Wednesday, October 5, 2016

Holding "The Nice Guys" at Arm's Length

I consider myself a fan of Shane Black and of "Kiss Kiss, Bang Bang" in particular. So I'm very reluctant to tell you that "The Nice Guys," which closely resembles "Kiss Kiss, Bang Bang," and is the most uncompromisingly original film I've seen all summer, left me with mixed feelings. It's got a lot of great things in it, and I expect that those who have liked Black's other films will have a fun time. But for me, this particular mix of Black's writing, the performances, and the '70s LA detective neo-noir elements just didn't come together quite right this time.

The opening scene encapsulates my problems with the whole film. One night in 1977, a boy played by Ty Simpkins sneaks a look at a nudie magazine. Moments later, he witnesses a terrible car crash where a nude woman (Murielle Telio) dies, while splayed out in a bloody cheesecake pose. it's a disturbing image, one that sours the playful naughtiness of the film's opening moments. "The Nice Guys" keeps doing this throughout. For the most part it's a light, funny buddy comedy about a bored, directionless enforcer for hire, Jackson Healy (Russell Crowe) who crosses paths with a private investigator, Holland March (Ryan Gosling). Holland has been a mess since the death of his wife left him a single father to bright, thirteen year-old Holly (Angourie Rice). Both men are looking for a young woman named Amelia (Margaret Qualley) for different reasons.

The trouble comes when the movie keeps dipping into darker, sleazier territory involving pornography and vice. This isn't unfamiliar ground for a Shane Black movie, but with guileless Holly tagging along to the adult entertainment stars' parties and Holland being a little too much of a walking mess around her, it gets really uncomfortable to watch in a hurry. Also, frankly, the twists and turns of the plotting make absolutely no sense. When you go back and track exactly what Amelia's plan was, it's ridiculous, and not in a good way. "The Nice Guys" doesn't work very well as a murder mystery, which undercuts a lot of what's going on in the rest of the movie. I also found both of the leads oddly underwritten. The performances are fine - and in the case of Ryan Gosling more than fine - but both of these poor schlubs feel like echoes of Black's earlier, better characters.

Thankfully what does work is the humor. It is so much fun watching Holland and Jackson bumble their way into and out of all kinds of trouble. The little subversions of common action movie tropes are especially gleeful - Holland is constantly injuring himself trying to do the usual cool badass maneuvers, and even loses a fight to a bathroom stall door.
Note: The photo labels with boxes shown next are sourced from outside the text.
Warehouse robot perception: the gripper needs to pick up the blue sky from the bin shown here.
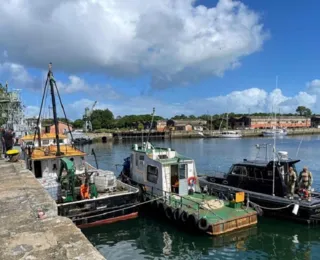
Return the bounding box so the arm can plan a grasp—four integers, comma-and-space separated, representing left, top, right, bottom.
0, 0, 320, 119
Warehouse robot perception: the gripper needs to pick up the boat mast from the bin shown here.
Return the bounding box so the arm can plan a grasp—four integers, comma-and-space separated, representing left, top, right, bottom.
48, 62, 61, 156
147, 108, 156, 143
272, 76, 278, 196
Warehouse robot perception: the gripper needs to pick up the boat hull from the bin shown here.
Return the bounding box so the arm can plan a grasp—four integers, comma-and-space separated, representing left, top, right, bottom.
219, 134, 242, 138
199, 177, 320, 224
58, 184, 139, 228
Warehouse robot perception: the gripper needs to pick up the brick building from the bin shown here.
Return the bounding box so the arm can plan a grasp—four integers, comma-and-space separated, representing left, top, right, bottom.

Ryan Gosling is hysterical throughout, with absolutely no fear of making himself look like an idiot. Extra points for the recurring girly screams. Russell Crowe, by contrast, is mostly playing straight man, but he's got good chemistry with both Gosling and precocious little Angourie Rice. There's also a good collection of minor characters. Matt Bomer shows up as a stone-faced hitman, Kim Basinger plays a Department of Justice suit, with Yaya DaCosta as her assistant, and Beau Knapp and Keith David get to be the sinister goons.

Honestly, I'm really tempted to give this one a pass because there's so much in the film that I like - the weird jaunts into fantasy, the fantastic fight and chase sequences, the colorful recreations of 1970s Los Angeles, and especially the smarter bits of dialogue. And then I think about those scenes of Holly and Jackson interacting, that are supposed to be the heartwarming center of the film emotionally, and assure us that the "nice guys" really are heroes inside. They simply do not work, at least not in the context of the movie surrounding them. It seems so petty of me to get stuck on this, because so much else in the film does work, but if the basic underpinnings of the story are faulty, the whole movie suffers. Somewhere there's a darker, grittier version of "The Nice Guys" and there's a lighter, more comedic version of "The Nice Guys," and I suspect both of them would be better than what ended up onscreen.